Conversation avec le moine du Mont-Saint-Michel
Le Horla
Guy de Maupassant (1850-1893), auteur ; William Julian-Damazy (1865-1910), illustrateur ; Georges Lemoine, Paris, P. Ollendorff, 1908.
BnF, département Littérature et Art, 8-Y2-53673
© Bibliothèque nationale de France
Dans la nouvelle Le Horla de Maupassant, l’épisode du mont Saint-Michel semble n’être qu’une digression narrative, une échappatoire pour le narrateur qui sent la folie de gagner. Cependant, la description de ce « bijou de granit » orné « de chimères, de diables, de bêtes fantastiques, de fleurs monstrueuses » et l’évocation de légendes moyenâgeuses attaché au lieu renforcent la dimension fantastique du récit.

« 2 juillet. — Je rentre. Je suis guéri. J'ai fait d'ailleurs une excursion charmante. J'ai visité le mont Saint-Michel que je ne connaissais pas. […]

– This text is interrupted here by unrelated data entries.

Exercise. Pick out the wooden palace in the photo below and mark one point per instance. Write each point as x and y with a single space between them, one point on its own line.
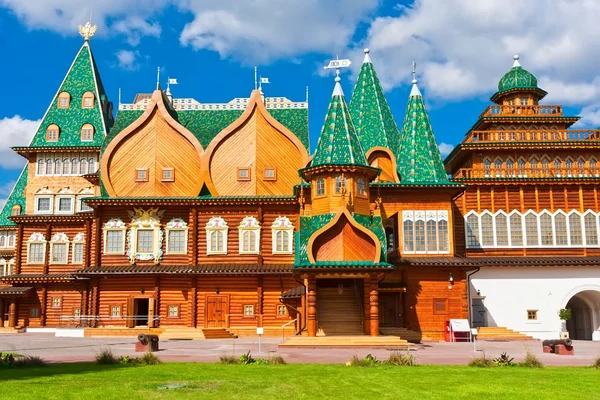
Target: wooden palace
216 217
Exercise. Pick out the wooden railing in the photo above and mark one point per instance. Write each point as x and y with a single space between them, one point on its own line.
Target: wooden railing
532 136
520 173
529 110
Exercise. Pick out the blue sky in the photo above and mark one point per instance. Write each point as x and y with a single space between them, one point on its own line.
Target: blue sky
461 48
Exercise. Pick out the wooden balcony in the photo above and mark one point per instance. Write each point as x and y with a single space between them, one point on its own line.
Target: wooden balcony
526 173
532 136
518 110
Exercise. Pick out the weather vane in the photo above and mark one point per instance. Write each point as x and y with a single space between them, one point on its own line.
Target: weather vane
87 31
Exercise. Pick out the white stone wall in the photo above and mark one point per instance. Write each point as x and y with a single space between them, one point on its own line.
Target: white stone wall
511 291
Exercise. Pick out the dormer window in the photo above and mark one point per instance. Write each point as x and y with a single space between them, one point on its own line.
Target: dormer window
64 100
52 132
88 100
87 133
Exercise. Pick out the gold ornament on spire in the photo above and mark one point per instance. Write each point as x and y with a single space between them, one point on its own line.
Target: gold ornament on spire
87 31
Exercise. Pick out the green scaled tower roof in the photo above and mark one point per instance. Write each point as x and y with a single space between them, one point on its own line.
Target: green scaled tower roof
419 160
82 77
371 114
338 143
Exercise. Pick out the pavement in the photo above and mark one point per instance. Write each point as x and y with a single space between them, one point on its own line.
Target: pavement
53 349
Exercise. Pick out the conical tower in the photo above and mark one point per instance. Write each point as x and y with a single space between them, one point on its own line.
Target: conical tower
419 159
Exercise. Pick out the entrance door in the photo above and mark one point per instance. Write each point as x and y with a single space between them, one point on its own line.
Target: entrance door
479 313
216 309
389 310
141 307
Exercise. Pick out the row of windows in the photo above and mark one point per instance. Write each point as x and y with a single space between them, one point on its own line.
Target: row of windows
532 229
425 232
7 239
66 164
60 247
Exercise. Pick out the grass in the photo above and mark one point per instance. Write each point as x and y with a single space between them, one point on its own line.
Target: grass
295 381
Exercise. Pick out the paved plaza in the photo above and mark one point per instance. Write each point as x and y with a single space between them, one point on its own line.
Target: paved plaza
55 349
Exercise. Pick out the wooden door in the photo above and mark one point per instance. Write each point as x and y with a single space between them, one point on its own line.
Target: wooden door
216 310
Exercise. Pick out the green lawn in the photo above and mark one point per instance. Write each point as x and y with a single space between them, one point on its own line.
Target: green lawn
297 381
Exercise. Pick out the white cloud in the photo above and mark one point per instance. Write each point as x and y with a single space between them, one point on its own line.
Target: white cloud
128 59
260 31
445 148
463 47
15 131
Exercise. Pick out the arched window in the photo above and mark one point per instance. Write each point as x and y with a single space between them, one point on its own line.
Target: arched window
87 133
360 187
516 230
575 234
64 100
87 100
560 229
501 230
591 229
531 229
52 133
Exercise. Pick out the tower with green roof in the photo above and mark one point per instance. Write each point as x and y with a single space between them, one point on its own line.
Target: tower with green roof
375 125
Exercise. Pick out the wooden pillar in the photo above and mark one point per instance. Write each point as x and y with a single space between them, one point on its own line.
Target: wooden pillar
12 313
374 307
312 307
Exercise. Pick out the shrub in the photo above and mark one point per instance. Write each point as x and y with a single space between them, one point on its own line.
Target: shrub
481 362
401 359
106 357
504 360
531 361
229 359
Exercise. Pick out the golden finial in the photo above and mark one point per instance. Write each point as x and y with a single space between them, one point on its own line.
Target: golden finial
87 31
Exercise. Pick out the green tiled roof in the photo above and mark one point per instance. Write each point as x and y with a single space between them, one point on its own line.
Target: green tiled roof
17 196
82 77
419 159
371 114
309 225
338 143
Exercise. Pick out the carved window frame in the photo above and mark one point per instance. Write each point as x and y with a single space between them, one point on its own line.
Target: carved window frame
251 227
218 226
284 226
176 225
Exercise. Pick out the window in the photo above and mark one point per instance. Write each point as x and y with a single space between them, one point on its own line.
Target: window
270 174
145 241
52 133
320 187
64 100
216 232
141 175
440 306
360 187
282 232
243 174
87 133
87 100
168 175
173 311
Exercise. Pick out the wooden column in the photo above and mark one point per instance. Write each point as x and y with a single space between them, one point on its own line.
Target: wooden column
312 307
374 307
12 313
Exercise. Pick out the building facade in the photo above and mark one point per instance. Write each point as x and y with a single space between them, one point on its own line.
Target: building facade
181 214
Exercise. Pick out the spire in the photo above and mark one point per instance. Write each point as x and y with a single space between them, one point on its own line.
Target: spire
338 143
371 114
419 160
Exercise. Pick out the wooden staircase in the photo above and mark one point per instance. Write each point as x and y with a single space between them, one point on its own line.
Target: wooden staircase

Et le moine me conta des histoires, toutes les vieilles histoires de ce lieu, des légendes, toujours des légendes. […]
Je dis au moine : « Y croyez-vous ? »
Il murmura : « Je ne sais pas. »
Je repris : « S'il existait sur la terre d'autres êtres que nous, comment ne les connaîtrions-nous point depuis longtemps; comment ne les auriez-vous pas vus, vous? comment ne les aurais-je pas vus, moi ? »
Il répondit : «Est-ce que nous voyons la cent millième partie de ce qui existe? Tenez, voici le vent, qui est la plus grande force de la nature, qui renverse les hommes, abat les édifices, déracine les arbres, soulève la mer en montagnes d'eau, détruit les falaises, et jette aux brisants les grands navires, le vent qui tue, qui siffle, qui gémit, qui mugit, — l'avez-vous vu, et pouvez-vous le voir? Il existe, pourtant.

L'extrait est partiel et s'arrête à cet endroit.